Devant cette perspective désolante pour les croyants, l’Église d’aujourd’hui tente de réagir. Et, sur le mode Ledru-Rollin – « Il faut bien que je les suive puisque je suis leur chef » –, elle se met à la remorque de la société, volontairement, les yeux grands ouverts. Ce n’est plus elle qui indique la voie : elle suit le troupeau. La dernière idée en date est révélée par le bimensuel L’Homme nouveau : la Conférence des évêques de France invite les paroisses à utiliser de nouveaux formulaires de baptême ne portant plus la mention « père », « mère », mais celles de « parent » ou « personne ayant l’autorité parentale ». C’est l’apparition du baptême non genré. Et de nous expliquer que ce changement ne doit rien à l’idéologie mais tout au pragmatisme. Aura-t-on seulement le droit, à l’avenir, de dire si le baptisé est un garçon ou une fille ?

Voilà une belle révolution, l’une de ces initiatives dont on ne peut que féliciter l’Église et qui va, soyons-en sûrs, ramener à la messe dominicale des paroissiens massivement éloignés.

Au passage, il faudrait, peut-être, rafraîchir la Bible. On lirait alors la Genèse ainsi : « Dieu créa l’homme à son image, mâle, femelle, homo, lesbienne, trans, bi, queer, il les créa. » Dans le même ordre d’idée, on prierait désormais ainsi : « Notre parent 1, qui êtes aux cieux… » ou « …sainte Marie, parent 2 de Dieu… »

Tout ceci va dans le bon sens, soyons-en persuadé.

Mais pourquoi s’arrêter en si bon chemin ? En plein débat sur la bioéthique, l’Église a une occasion unique de se montrer à la pointe du progrès : il lui suffit de raconter l’histoire du petit Jésus.
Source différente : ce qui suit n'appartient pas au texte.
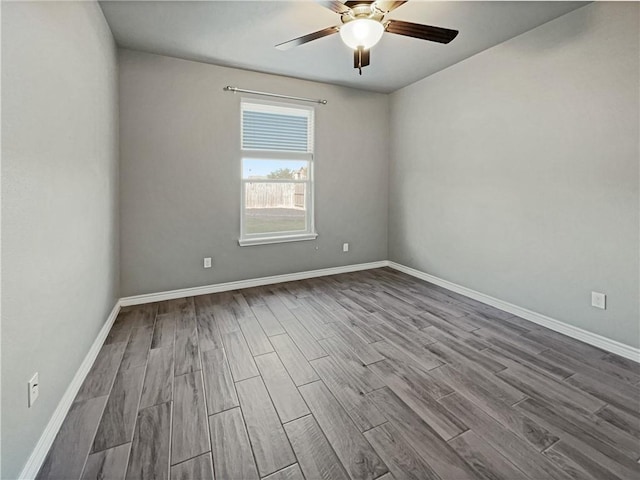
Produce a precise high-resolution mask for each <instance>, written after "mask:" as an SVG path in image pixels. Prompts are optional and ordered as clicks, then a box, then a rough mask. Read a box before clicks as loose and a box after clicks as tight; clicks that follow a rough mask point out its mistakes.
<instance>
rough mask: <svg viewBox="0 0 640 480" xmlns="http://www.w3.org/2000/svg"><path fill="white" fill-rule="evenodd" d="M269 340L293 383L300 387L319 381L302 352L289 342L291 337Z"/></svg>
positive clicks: (295, 345) (271, 337) (287, 335)
mask: <svg viewBox="0 0 640 480" xmlns="http://www.w3.org/2000/svg"><path fill="white" fill-rule="evenodd" d="M270 340H271V343H272V344H273V347H274V348H275V350H276V352H277V353H278V357H280V360H281V361H282V364H283V365H284V367H285V368H286V369H287V372H289V375H291V379H292V380H293V383H295V384H296V385H297V386H300V385H304V384H306V383H311V382H315V381H316V380H319V378H318V375H316V372H315V370H314V369H313V368H312V367H311V364H310V363H309V362H308V361H307V359H306V358H305V357H304V355H302V352H301V351H300V350H299V349H298V347H297V346H296V344H295V343H294V342H293V340H291V337H289V336H288V335H277V336H275V337H271V339H270Z"/></svg>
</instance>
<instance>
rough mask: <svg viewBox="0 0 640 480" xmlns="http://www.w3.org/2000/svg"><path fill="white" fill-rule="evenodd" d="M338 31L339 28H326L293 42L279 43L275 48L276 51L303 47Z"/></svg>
mask: <svg viewBox="0 0 640 480" xmlns="http://www.w3.org/2000/svg"><path fill="white" fill-rule="evenodd" d="M338 31H340V27H339V26H335V27H328V28H325V29H323V30H318V31H317V32H313V33H309V34H307V35H303V36H302V37H298V38H294V39H293V40H289V41H288V42H283V43H279V44H278V45H276V48H277V49H278V50H289V49H290V48H293V47H297V46H299V45H304V44H305V43H308V42H311V41H312V40H317V39H318V38H322V37H326V36H327V35H333V34H334V33H338Z"/></svg>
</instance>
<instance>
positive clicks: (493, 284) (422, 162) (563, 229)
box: [389, 2, 640, 347]
mask: <svg viewBox="0 0 640 480" xmlns="http://www.w3.org/2000/svg"><path fill="white" fill-rule="evenodd" d="M638 14H639V5H638V4H637V3H625V4H620V3H599V2H598V3H593V4H590V5H588V6H586V7H583V8H581V9H579V10H576V11H575V12H572V13H569V14H567V15H565V16H563V17H560V18H558V19H556V20H554V21H551V22H549V23H547V24H545V25H542V26H541V27H538V28H536V29H534V30H531V31H530V32H528V33H525V34H523V35H521V36H519V37H516V38H514V39H512V40H510V41H508V42H505V43H503V44H501V45H498V46H496V47H494V48H491V49H489V50H486V51H485V52H483V53H480V54H478V55H476V56H474V57H472V58H470V59H468V60H465V61H463V62H461V63H459V64H457V65H454V66H453V67H450V68H448V69H446V70H444V71H442V72H440V73H437V74H435V75H433V76H431V77H428V78H426V79H424V80H422V81H420V82H418V83H415V84H413V85H411V86H409V87H406V88H404V89H402V90H400V91H398V92H396V93H394V94H393V95H392V101H391V110H392V114H391V115H392V120H391V124H392V147H391V180H390V222H389V253H390V259H391V260H393V261H396V262H399V263H402V264H405V265H408V266H411V267H414V268H417V269H419V270H422V271H425V272H428V273H430V274H433V275H436V276H438V277H440V278H443V279H446V280H449V281H452V282H455V283H458V284H460V285H463V286H465V287H468V288H472V289H475V290H477V291H480V292H483V293H485V294H488V295H492V296H494V297H497V298H499V299H502V300H506V301H508V302H511V303H514V304H516V305H519V306H521V307H525V308H528V309H531V310H533V311H536V312H539V313H542V314H545V315H548V316H550V317H553V318H556V319H558V320H561V321H563V322H566V323H568V324H571V325H575V326H578V327H581V328H583V329H586V330H588V331H591V332H595V333H597V334H601V335H604V336H605V337H608V338H611V339H614V340H618V341H620V342H623V343H625V344H628V345H631V346H634V347H638V346H639V345H640V334H639V331H638V329H639V321H638V319H639V318H640V315H639V312H638V303H639V295H638V292H639V281H638V266H639V265H640V259H639V258H638V255H639V244H640V242H639V238H638V232H639V220H638V216H639V208H638V206H639V197H638V173H639V172H638V159H639V151H638V149H639V138H638V132H639V124H638V105H639V98H638V85H639V78H638V74H639V64H638V62H639V60H638V59H639V56H640V51H639V46H638V18H639V15H638ZM592 290H595V291H600V292H604V293H606V294H607V300H608V306H607V310H606V311H602V310H598V309H595V308H593V307H591V306H590V301H591V299H590V292H591V291H592Z"/></svg>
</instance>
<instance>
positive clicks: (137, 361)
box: [120, 325, 153, 370]
mask: <svg viewBox="0 0 640 480" xmlns="http://www.w3.org/2000/svg"><path fill="white" fill-rule="evenodd" d="M152 336H153V325H145V326H142V327H137V328H133V329H132V330H131V335H130V337H129V343H127V347H126V348H125V351H124V357H123V358H122V363H121V364H120V370H126V369H128V368H136V367H139V366H141V365H144V364H145V363H146V362H147V354H148V353H149V347H150V346H151V337H152Z"/></svg>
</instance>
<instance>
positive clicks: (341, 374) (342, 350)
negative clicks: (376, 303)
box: [312, 338, 384, 393]
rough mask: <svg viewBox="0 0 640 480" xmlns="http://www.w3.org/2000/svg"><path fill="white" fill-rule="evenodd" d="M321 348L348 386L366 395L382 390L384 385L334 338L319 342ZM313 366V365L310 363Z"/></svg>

Voilà un bambin né d’une femme – sur ce point, on reste encore dans la norme – mais sans père : c’est là que le bât blesse et que l’on rejoint les débats actuels. Pour se faire des adeptes chez les « progressistes » et repeupler les églises qui se vident, il suffit à l’Église d’annoncer que Jésus est né d’une PMA, procréation miraculeusement assistée.